Figure 11 illustrates the 21st century divided in two halves, specifically for 2025-2065 and 2065-2100. The century is divided into two halves to improve the clarity of the graph. Appendix E provides a more detailed analysis by dividing graphs into ten-year intervals, offering a more clear visualization of trends within each decade.

Figure 11: Approximated groundwater recharge for 2025-2065 and 2065-2100.

To provide a clearer visual representation of the data depicted in Figure 11, Figure 12 focuses on the years 2025, 2050, 2075 and 2100. These graphs illustrate the approximated groundwater recharge and its seasonal variations. For instance, in 2075, the influence of winter rainfall is evident, with an observed increase during the winter months. Across all highlighted years, it is apparent that the summer season experiences drought conditions.

Figure 12: Approximated groundwater recharge for the year 2025 (top left), 2050 (top right), 2075 (bottom left) and 2100 (bottom right).

To evaluate the simulated data, Figure 13 presents boxplots summarizing the approximated groundwater recharge for the period 2025-2100. These plots reveal differences in outliers between the climate scenarios.

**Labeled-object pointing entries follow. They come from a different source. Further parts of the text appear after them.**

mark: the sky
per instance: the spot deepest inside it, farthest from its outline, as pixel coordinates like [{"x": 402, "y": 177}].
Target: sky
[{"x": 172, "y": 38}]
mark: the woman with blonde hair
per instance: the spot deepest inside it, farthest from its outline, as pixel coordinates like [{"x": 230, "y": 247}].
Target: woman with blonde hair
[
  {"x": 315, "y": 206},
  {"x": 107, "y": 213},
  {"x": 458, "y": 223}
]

Notably, SSP5-8.5 displays a greater number of outliers ranging between 20 and 50 mm/day. Appendix D includes a Z-value outlier analysis and provides a boxplot without outliers. From this analysis, it is evident that the upper quartile, median and lower quartile display minor differences across the SSPs.

Figure 13: (left) Boxplot approximated groundwater recharge for three SSPs (2025-2100). (right) Relative change in approximated groundwater recharge for three SSPs (2025-2100).

The total approximated groundwater recharge for each SSP was determined, and changes were evaluated against the benchmark derived from historical data in Section 3.1. Figure 14 illustrates these changes for the period 2025-2100. Indicating that SSP1-2.6 shows a change of -2.9%, SSP2 4.5 a change of -6.2% and SSP5-8.5 a change of -5.6%. Figure 15 illustrates four diagrams, displaying the changes of near-term, mid-term and long-term periods. The plots are divided into a twenty-year interval (2025-2045, 2045-2065, 2065-2085 and 2085-2100). An overview of the change per SSP is presented in Table 3. This table indicates that the increase in long-term is significantly.

Table 3: change in approximated groundwater recharge per period

Period	SSP1-2.6	SSP2-4.5	SSP5-8.5
2025-2045	\(9.4 \% \)	\(-5.1 \%\)	-\(13.2 \%\)
2045-2065	\(-1.9 \%\)	\(-12.7 \%\)	\(0.7 \%\)
2065-2085	\(-13.7 \% \)	\(-7.3 \%\)	\(-1.3 \%\)
2085-2100	\(-6.2 \% \)	\(2.4 \%\)	\(-9.5 \%\)

Figure 14: Relative change in approximated groundwater recharge for 2025-2045, 2045-2065, 2065-2085 and 2085-2100, relatively shown.